Caritas in Diözese Ostrau vor großen Aufgaben

Seit Februar ist Pater Dr. Jan Larisch, Mitglied der Sdružení Ackermann-Gemeinde, Präsident der Caritas in der mährisch-schlesischen Diözese Ostrau-Troppau (Ostrava-Opava). Über die neuesten Entwicklungen und anstehende Herausforderungen sprach mit ihm Gerold Schmiedbach, Vorsitzender der Ackermann-Gemeinde in der Diözese Mainz.

Schmiedbach: Pater Dr. Larisch, Sie sind Pfarrer in der Gemeinde Svínov/Schönbrunn in Ostrau und waren am Bischöflichen Gymnasium Spiritual und unterrichteten die Fächer Religion und Ethik. Zum 1. Februar 2012 hat Sie Ihr Bischof Lobkowícz zum Präsidenten der Caritas in der Diözese Ostrau-Troppau ernannt. Sie behalten aber Ihre Pfarrstelle.
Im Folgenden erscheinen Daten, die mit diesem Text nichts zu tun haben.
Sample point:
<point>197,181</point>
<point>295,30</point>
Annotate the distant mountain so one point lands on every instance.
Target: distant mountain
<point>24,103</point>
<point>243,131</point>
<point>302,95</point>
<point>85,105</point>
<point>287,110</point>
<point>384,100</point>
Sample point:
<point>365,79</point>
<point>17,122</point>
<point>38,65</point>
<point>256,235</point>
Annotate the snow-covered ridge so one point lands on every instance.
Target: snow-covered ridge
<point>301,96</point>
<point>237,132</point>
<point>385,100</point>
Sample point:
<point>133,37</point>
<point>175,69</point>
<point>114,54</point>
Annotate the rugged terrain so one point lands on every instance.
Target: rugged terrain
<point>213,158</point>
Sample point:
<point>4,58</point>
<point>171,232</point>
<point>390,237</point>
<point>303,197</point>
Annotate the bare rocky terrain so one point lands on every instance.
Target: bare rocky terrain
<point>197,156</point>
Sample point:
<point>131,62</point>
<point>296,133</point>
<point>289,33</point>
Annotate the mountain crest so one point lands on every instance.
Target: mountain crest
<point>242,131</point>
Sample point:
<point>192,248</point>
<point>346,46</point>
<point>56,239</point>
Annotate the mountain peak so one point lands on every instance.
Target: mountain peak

Sie waren ein begeisterter und hochgeschätzter Pädagoge. Haben Sie mit Ihrer neuen Aufgabe Frieden gefunden?

Dr. Larisch: Es war für mich eine unerwartende Überraschung – ein ganz neu Arbeitsbereich.  Ich bin auch sehr zufrieden, da ich am Gymnasium einen sehr guten Nachfolger habe. Meine Aufgabe bei der Caritas ist eine große Herausforderung. In unserer Diözese gibt es in 17 Orten selbständige Caritas-Stellen, die Zentrale ist in Ostrau. Wir haben gut 1.000 fest angestellte und dazu kommen noch ehrenamtliche Mitarbeiter. Mir obliegt die Pflege der geistlichen Seite der gesamten Organisation, das heißt, ich betreue die Direktoren und alle Beschäftigten. Einmal im Jahr richte ich Exerzitien für alle Direktoren und eine Pilgerfahrt für alle Angestellte und auch Klienten aus.
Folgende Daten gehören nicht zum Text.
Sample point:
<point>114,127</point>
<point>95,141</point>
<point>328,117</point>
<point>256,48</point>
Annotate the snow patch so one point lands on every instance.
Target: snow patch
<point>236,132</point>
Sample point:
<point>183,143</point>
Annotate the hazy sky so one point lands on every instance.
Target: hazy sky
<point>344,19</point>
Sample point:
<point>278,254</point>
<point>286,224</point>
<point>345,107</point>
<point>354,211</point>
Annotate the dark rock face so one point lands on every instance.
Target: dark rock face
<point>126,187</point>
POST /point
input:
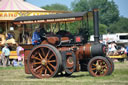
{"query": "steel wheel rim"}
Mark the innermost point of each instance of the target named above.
(43, 62)
(99, 67)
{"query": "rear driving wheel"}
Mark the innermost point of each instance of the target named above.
(44, 61)
(99, 66)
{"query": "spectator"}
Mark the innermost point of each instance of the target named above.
(112, 48)
(20, 56)
(36, 39)
(5, 55)
(38, 35)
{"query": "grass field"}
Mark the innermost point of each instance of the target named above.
(16, 76)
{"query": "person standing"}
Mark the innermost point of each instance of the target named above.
(5, 55)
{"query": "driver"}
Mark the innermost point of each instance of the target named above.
(38, 35)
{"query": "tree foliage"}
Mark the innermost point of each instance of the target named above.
(108, 10)
(55, 7)
(120, 26)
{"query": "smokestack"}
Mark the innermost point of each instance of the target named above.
(96, 25)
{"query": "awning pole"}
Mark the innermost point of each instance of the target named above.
(23, 35)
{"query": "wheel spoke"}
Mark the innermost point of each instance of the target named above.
(37, 67)
(42, 50)
(41, 70)
(49, 61)
(49, 70)
(36, 63)
(47, 54)
(96, 72)
(94, 65)
(33, 57)
(45, 72)
(40, 56)
(50, 56)
(93, 68)
(52, 66)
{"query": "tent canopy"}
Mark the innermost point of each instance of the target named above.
(17, 5)
(51, 16)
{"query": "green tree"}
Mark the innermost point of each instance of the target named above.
(108, 10)
(120, 26)
(55, 7)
Schmiedbach: Könnten Sie Ihre Arbeit noch näher beschreiben?

Dr. Larisch: Ich besuche alle Caritas-Stellen. Dabei geht es einmal darum, die Beschäftigten nach dem gegenseitigen Kennenlernen mit der Lehre und mit dem Anliegen des Christentums vertraut zu machen, denn nicht alle bei uns Tätigen sind Christen. Zweitens spreche ich mit den dort jeweils zuständigen Pfarrern und erkläre ihnen die Wichtigkeit von Caritas. Es gibt Dekane und Pfarrer, die die Bedeutung von Caritas nicht umfassend genug einschätzen. Ich versuche, sie für die Mitarbeit zu gewinnen und deutlich zu machen, dass zu ihren Aufgaben auch die Unterstützung der Anliegen der Caritas gehören.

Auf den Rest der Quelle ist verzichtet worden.